The following Word Error Rates (WER) are reported on Github.

Test Corpus WER CER
African_Accented_French_test.csv 43.6% 24.8%
Att-HACK 12.8% 6.0%
M-AILABS 12.2% 3.7%
trainingspeech 12.1% 4.0%
Common Voice 37.0% 19.4%
LinguaLibre 59.3% 21.3%
MLS 26.8% 12.2%

Real-Time Factor

Real-Time Factor (RTF) is defined as processing-time / length-of-audio. The exact real-time factor of an STT model will depend on the hardware setup, so you may experience a different RTF.

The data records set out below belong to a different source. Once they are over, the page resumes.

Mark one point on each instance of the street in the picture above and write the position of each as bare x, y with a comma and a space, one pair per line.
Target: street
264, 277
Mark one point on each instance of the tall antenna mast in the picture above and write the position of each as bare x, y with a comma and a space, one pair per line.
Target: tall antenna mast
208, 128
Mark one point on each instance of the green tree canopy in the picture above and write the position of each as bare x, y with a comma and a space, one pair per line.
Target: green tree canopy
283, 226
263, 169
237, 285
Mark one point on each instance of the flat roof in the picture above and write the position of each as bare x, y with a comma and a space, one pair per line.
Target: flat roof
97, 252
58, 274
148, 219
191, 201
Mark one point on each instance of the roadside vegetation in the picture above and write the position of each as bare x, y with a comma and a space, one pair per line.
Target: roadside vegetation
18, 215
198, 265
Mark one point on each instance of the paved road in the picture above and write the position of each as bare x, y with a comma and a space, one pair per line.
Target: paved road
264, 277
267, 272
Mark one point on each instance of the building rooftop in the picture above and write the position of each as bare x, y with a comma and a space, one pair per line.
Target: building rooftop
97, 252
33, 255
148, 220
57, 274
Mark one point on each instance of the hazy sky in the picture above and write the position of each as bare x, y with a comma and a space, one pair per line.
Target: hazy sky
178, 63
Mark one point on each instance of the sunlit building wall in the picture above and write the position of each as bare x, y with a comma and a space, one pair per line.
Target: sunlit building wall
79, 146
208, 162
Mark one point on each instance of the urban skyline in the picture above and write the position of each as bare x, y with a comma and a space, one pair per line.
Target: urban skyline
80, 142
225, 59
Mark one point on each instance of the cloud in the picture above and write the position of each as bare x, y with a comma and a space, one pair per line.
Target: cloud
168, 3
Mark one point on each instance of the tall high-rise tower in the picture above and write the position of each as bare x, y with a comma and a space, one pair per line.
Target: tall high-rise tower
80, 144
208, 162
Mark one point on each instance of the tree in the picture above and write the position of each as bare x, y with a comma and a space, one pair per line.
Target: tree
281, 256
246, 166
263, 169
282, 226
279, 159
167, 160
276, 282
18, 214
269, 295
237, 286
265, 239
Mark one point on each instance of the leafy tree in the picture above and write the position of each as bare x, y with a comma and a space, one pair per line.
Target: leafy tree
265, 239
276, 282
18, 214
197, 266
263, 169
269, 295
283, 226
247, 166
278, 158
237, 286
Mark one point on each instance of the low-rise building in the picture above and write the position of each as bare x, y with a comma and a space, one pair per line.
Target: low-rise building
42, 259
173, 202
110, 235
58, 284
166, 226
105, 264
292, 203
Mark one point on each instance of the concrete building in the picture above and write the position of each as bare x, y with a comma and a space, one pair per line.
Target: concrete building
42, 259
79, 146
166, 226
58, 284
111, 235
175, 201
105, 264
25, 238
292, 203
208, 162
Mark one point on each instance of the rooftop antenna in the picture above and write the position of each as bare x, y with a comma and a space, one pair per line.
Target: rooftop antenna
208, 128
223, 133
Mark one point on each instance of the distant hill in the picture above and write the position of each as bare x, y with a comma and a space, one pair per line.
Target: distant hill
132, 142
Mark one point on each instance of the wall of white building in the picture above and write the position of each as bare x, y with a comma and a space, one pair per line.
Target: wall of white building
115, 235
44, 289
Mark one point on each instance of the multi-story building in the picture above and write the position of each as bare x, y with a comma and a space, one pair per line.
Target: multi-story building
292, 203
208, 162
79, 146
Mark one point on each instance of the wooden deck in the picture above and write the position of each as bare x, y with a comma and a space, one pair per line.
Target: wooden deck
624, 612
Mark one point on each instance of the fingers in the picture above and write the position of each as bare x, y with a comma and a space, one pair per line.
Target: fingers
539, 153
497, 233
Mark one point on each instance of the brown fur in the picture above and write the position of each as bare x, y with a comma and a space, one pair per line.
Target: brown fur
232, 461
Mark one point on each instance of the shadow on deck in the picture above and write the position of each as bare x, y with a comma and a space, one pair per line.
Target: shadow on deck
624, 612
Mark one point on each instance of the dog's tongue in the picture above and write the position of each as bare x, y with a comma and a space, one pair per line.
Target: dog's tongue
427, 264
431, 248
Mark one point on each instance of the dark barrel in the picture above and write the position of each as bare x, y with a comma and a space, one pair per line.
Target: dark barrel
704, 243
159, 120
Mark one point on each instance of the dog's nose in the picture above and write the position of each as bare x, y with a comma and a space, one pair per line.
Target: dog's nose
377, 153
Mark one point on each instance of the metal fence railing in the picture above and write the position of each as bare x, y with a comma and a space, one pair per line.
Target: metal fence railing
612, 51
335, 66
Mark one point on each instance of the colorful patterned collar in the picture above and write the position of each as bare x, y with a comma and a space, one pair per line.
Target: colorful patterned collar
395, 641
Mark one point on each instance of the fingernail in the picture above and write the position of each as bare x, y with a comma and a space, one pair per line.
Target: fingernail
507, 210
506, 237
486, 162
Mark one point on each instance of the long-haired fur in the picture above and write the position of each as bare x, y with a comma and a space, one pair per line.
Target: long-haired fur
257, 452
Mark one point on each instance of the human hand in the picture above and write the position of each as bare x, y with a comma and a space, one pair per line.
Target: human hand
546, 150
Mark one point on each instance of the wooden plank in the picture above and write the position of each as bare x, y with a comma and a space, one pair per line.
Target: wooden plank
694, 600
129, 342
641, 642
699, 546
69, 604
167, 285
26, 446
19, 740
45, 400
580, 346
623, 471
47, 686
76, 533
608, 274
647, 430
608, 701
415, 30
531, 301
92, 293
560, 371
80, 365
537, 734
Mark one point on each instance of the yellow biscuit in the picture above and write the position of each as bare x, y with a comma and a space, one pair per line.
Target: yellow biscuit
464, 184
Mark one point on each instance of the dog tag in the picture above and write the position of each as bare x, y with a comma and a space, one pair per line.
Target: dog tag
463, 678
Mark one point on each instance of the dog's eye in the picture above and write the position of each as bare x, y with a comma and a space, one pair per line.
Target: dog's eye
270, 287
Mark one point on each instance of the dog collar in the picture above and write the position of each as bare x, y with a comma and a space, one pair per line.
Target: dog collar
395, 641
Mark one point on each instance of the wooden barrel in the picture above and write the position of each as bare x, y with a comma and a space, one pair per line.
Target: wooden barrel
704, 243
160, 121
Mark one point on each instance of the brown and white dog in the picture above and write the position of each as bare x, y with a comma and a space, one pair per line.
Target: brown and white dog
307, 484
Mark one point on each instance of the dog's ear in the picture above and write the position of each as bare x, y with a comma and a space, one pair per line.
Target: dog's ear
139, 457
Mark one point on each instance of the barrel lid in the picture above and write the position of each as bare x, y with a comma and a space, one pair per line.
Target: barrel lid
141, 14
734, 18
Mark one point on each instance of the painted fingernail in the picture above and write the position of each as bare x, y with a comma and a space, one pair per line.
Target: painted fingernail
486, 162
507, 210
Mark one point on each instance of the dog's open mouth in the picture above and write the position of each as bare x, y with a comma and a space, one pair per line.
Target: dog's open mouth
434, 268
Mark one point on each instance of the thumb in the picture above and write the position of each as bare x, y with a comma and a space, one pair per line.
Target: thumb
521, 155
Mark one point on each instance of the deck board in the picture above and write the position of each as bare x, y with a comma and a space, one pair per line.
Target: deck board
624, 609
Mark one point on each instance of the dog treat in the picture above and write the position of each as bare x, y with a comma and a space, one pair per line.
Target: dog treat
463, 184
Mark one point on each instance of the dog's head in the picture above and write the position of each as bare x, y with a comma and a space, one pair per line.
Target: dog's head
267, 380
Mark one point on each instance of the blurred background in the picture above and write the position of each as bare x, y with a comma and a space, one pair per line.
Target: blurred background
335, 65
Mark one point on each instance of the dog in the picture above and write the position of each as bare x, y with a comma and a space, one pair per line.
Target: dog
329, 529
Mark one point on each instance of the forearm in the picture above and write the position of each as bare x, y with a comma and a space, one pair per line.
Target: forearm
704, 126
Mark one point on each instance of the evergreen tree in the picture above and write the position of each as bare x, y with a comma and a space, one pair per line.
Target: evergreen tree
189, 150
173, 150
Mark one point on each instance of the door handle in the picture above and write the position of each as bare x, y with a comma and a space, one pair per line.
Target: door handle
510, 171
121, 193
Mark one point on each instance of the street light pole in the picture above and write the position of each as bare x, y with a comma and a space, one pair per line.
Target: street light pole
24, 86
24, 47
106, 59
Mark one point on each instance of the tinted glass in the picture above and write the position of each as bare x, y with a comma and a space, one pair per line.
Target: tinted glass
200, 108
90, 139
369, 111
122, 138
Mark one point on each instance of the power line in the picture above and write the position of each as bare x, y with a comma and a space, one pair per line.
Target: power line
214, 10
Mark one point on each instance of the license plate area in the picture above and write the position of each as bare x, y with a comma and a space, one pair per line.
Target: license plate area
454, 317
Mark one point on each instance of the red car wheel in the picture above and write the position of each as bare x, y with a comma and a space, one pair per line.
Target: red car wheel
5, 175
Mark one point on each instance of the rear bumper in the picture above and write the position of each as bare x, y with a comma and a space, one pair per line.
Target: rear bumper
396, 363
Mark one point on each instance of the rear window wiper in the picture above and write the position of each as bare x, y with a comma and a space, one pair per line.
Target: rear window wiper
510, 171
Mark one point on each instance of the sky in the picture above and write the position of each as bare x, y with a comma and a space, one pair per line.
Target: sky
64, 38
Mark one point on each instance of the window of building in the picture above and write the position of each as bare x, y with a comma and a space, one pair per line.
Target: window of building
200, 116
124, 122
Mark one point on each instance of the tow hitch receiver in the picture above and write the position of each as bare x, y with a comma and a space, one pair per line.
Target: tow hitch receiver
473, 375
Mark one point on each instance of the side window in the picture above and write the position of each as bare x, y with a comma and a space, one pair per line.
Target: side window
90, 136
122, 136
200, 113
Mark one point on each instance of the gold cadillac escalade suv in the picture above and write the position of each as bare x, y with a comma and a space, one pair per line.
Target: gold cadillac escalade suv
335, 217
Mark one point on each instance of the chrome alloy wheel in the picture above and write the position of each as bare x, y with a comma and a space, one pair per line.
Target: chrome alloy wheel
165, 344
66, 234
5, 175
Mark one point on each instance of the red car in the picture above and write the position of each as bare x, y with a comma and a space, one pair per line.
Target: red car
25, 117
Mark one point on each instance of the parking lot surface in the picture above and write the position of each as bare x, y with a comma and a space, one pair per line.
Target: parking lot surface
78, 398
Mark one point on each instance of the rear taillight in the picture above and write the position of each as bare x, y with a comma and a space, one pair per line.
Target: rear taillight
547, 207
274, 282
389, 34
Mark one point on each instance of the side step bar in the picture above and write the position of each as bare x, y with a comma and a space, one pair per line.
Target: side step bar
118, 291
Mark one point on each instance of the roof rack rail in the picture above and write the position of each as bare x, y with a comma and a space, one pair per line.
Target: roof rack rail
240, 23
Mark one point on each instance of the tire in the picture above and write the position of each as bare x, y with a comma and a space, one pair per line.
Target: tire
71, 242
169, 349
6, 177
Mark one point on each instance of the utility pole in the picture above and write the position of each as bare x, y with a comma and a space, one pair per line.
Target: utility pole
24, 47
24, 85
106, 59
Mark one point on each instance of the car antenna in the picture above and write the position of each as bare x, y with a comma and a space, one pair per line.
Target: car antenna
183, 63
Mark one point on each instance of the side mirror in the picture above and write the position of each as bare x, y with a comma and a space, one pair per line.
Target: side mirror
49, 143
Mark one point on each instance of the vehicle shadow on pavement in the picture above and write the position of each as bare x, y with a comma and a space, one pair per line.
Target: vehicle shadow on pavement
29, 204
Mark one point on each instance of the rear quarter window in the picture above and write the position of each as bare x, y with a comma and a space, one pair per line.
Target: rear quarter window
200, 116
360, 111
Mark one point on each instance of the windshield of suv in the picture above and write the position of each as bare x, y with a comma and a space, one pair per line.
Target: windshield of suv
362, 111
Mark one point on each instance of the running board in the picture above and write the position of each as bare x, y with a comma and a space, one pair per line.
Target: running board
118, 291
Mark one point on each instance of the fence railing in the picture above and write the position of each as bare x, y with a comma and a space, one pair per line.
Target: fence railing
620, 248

Recorded average RTF on laptop CPU: ``

Model Size

model.tflite: 46M
kenlm.scorer: 689M

Approaches to uncertainty and variability

Confidence scores and multiple paths from the decoding beam can be used to measure model uncertainty and provide multiple, variable transcripts for any processed audio.

Training data

This French STT model was trained on the following corpora:

  1. Lingua Libre (~40h)
  2. Common Voice FR (v8) (~826h, by allowing up to 32 duplicates)
  3. Training Speech (~180h)
  4. African Accented French (~15h)
  5. M-AILABS French (~315h)
  6. Multilingual LibriSpeech (~1,100h)
  7. Att-HACK (~75h)

Total : ~2,551h
(~1,903h by default)

Evaluation data

The model was tested on the following corpora.

  1. Lingua Libre
  2. Common Voice FR (v8)
  3. Training Speech
  4. African Accented French
  5. M-AILABS French
  6. Multilingual LibriSpeech
  7. Att-HACK

Ethical considerations

Deploying a Speech-to-Text model into any production setting has ethical implications. You should consider these implications before use.

Demographic Bias

You should assume every machine learning model has demographic bias unless proven otherwise. For STT models, it is often the case that transcription accuracy is better for men than it is for women. If you are using this model in production, you should acknowledge this as a potential issue.

Surveillance

Speech-to-Text may be mis-used to invade the privacy of others by recording and mining information from private conversations. This kind of individual privacy is protected by law in may countries. You should not assume consent to record and analyze private speech.

Caveats and recommendations

Machine learning models (like this STT model) perform best on data that is similar to the data on which they were trained. Read about what to expect from an STT model with regard to your data here.

In most applications, it is recommended that you train your own language model to improve transcription accuracy on your speech data.